The turning point came when Ms Kealy was asked to be one of the main speakers at the Rally for Life in July 2019”

Aontú formed late in 2018 and in May 2019, Ms Kealy was asked if she’d consider standing for them in local elections. “I was thinking, what’s the point in doing that now because we can’t reverse what’s done,” Ms Kealy says. “I saw no light at the end of the tunnel. So I said no, I was just not interested.”

The turning point came when Ms Kealy was asked to be one of the main speakers at the Rally for Life in July 2019. Expecting that few people would turn up, she was amazed to see a huge crowd.
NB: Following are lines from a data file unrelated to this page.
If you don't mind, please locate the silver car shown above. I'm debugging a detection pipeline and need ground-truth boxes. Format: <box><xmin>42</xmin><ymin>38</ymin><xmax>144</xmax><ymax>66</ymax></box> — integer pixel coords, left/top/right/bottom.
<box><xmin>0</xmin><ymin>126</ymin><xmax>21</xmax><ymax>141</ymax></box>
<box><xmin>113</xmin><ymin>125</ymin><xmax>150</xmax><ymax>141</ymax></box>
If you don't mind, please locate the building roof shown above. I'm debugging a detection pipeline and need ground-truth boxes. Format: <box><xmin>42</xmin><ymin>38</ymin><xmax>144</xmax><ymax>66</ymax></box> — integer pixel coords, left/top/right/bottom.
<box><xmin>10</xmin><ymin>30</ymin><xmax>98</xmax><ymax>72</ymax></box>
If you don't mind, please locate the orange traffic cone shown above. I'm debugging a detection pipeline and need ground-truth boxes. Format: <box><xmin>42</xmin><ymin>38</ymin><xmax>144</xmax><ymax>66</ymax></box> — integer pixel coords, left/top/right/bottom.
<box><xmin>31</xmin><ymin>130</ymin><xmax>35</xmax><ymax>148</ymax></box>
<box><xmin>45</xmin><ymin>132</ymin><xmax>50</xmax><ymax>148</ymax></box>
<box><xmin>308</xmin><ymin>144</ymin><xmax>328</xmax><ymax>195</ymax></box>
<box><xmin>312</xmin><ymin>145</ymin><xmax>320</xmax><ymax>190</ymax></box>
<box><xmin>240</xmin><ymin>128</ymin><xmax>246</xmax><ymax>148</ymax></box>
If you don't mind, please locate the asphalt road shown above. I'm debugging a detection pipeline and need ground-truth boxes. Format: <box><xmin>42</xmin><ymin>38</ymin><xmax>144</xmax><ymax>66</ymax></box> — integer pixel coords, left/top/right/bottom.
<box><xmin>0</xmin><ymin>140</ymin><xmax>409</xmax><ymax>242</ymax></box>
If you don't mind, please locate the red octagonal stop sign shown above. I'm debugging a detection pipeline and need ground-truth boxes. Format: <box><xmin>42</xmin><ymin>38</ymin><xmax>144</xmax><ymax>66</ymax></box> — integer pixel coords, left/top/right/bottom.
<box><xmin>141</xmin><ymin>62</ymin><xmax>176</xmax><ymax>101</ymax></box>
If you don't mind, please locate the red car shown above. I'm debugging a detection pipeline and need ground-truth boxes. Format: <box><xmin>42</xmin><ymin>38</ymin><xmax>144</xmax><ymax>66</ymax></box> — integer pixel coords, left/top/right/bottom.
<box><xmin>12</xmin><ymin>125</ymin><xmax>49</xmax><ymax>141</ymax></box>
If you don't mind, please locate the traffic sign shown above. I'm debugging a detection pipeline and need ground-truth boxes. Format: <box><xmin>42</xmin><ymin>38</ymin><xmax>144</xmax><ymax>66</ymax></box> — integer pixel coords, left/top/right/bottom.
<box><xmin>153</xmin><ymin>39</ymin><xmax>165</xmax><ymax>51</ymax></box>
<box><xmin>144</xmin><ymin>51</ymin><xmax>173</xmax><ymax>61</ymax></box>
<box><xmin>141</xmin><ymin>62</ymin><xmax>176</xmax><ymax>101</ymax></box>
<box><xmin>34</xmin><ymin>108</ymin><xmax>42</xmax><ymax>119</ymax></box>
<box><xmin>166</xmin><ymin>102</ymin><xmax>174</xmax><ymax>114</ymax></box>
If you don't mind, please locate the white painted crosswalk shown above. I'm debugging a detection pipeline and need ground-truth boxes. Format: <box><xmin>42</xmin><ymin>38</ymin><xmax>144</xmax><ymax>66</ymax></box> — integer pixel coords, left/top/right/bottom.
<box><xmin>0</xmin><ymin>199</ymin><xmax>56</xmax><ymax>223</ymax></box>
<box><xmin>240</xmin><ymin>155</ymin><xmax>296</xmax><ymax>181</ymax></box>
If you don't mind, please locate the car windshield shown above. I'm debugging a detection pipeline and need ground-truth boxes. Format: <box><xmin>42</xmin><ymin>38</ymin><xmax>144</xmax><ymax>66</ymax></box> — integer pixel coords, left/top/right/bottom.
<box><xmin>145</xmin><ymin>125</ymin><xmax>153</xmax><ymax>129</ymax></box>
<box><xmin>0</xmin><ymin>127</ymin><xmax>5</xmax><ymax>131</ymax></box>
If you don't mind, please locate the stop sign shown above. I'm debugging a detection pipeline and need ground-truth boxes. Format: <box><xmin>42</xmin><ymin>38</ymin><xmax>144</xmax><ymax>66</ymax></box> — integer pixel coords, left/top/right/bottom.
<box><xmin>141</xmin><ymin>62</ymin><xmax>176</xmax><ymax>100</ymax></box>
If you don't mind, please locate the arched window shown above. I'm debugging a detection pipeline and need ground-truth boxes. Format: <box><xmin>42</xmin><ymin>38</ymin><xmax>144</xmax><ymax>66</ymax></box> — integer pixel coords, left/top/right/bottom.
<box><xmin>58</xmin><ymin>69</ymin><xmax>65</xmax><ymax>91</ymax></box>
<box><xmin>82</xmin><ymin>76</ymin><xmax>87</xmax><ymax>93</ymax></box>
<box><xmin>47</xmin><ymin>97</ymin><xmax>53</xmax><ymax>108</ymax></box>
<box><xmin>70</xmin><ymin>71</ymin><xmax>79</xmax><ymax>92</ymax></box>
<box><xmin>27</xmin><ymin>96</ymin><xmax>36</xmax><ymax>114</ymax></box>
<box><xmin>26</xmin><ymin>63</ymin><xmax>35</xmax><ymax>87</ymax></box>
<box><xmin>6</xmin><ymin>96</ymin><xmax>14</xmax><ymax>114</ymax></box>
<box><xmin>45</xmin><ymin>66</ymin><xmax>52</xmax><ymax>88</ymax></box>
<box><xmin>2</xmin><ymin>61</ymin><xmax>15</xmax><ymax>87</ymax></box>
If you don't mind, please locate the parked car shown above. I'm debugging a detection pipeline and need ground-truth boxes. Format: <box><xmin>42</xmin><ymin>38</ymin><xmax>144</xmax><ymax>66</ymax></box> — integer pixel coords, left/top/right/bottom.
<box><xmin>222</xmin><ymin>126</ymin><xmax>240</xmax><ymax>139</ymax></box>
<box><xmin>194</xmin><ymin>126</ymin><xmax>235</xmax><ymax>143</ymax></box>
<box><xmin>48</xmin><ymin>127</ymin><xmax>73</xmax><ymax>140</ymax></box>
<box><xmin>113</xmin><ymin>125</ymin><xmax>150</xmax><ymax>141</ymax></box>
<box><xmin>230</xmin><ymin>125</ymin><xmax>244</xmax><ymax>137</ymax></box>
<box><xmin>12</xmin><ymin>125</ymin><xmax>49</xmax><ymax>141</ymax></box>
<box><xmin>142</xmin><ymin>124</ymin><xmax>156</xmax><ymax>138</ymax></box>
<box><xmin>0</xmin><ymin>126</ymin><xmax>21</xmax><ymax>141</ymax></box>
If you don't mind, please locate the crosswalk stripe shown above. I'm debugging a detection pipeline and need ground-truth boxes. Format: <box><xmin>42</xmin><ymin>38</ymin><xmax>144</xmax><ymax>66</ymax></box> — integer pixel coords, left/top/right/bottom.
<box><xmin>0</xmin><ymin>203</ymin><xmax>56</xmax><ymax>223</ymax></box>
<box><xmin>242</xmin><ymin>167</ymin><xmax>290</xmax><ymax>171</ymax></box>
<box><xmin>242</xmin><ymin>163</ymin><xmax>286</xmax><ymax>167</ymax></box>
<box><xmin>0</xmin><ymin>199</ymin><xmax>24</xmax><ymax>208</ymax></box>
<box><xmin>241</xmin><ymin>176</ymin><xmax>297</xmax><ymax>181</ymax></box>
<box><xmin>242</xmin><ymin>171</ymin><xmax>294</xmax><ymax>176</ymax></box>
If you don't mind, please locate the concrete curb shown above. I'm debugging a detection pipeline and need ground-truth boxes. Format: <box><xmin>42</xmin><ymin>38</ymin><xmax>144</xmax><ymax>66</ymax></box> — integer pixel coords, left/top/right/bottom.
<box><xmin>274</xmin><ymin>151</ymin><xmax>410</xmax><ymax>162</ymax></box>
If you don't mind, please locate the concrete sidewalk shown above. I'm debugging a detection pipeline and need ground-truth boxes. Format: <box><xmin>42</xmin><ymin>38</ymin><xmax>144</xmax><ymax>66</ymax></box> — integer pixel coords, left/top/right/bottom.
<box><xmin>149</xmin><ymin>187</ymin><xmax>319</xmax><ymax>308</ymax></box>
“When I saw everyone, it gave me another gee-up. I thought, ok I had my time out, we do have to fight and start new campaigns and stuff like that,” Ms Kealy says. “Then, Paddy Scully, who stood in the local elections in Kanturk in May, he came to me and said look, would you get involved. Things don’t look too good now, but we need to be in politics. That’s where we need to be, we need to be legislators.

“I saw what he was saying and I saw light again and a battle coming up, a more long term one. I prayed about it and I had other people pray for me as well. As much as they were praying for me to run and get elected, they all saw the sacrifices I would have to make and how hard it would be, so we all just wanted what God’s will was.”

Election

“I made a decision and I was at peace about it. That was August 2019. I was selected as a candidate then for the next general election in October 2019 and then the election was called 2020. So I hardly had time to think!”

Though she wasn’t successful in getting elected in 2020, the campaign was a significant moment in what had been a two-year volte face for Ms Kealy. Before the Save the Eight campaign in 2018, she admits that she “had strayed from God” and gone down the wrong paths.

“We were brought up in the Faith, my mother’s a fierce woman of faith,” Ms Kealy explains. “Then you hit your teenage years and stuff was messy at home, so I strayed away from God. I always knew he was there but I wanted to try and convince myself that he wasn’t so that I could do my own thing. I went down all the wrong roads, did all the wrong stuff.

Ms Kealy’s return to the Faith and the beginning of her political career were closely intertwined”

“Then what happened was I started at UCC and I was still away from God but it was when the posters were going up about Repeal of the 8th – I didn’t even know what it was until I asked someone and they said, oh yeah, they’re trying to legalise abortion in Ireland. I remembered my mother telling us what abortion was when we were young. There was a prayer up on a fridge against abortion and I remember asking her and her telling me.

“Something just set-off inside me, a fire just erupted and I went I’m going to do everything that I can to stop this bad thing like. That’s when I got involved in campaigning. Fr Marius had met my mother at a prayer night one night and she said I’ve a daughter in UCC and he was like, oh tell her come to the Catholic society. So I did, I went and I remember it was really cringe at the start but I stuck with it. Then I got in touch with Fr Maurice Colgan and I started getting new friends, good friends, and started campaigning then for the 8th.”

Ms Kealy’s return to the Faith and the beginning of her political career were closely intertwined, so it is not a surprise that she believes her personal beliefs and her political actions should not be separate.

“You can represent the people in your constituency as long as it’s in line with your own principles,” Ms Kealy says definitively. “We’re talking about abortion at the end of the day. Go into Kanturk, there’s no one thinking about it or talking about it, very little.

“The majority know it’s the bread and butter issues. They worry about their kids going off to school, trying to afford mortgages, all these day-to-day things that go on inside a household. You need to meet people where they’re at. When I think of it, when Jesus was here, the man who had no sight, the man whose arm he prayed over and it grew back.”

Moral issues

“He just did that, he helped them with the issues they wanted. He didn’t go preaching to them about homosexuality or abortion or gay marriage or any of these things. He just met them where they’re at and that’s what I’m trying to do. Obviously when it comes to the big moral issues, when it comes up again – say there’s another referendum on abortion – I’m going to stick to my guns and I’m representing the people in my constituency who think along those lines.”

Ms Kealy is confident that she will be elected at some point, that God wants her in power. For now, she is content to “commit myself to serving people and making the quality of their life better”.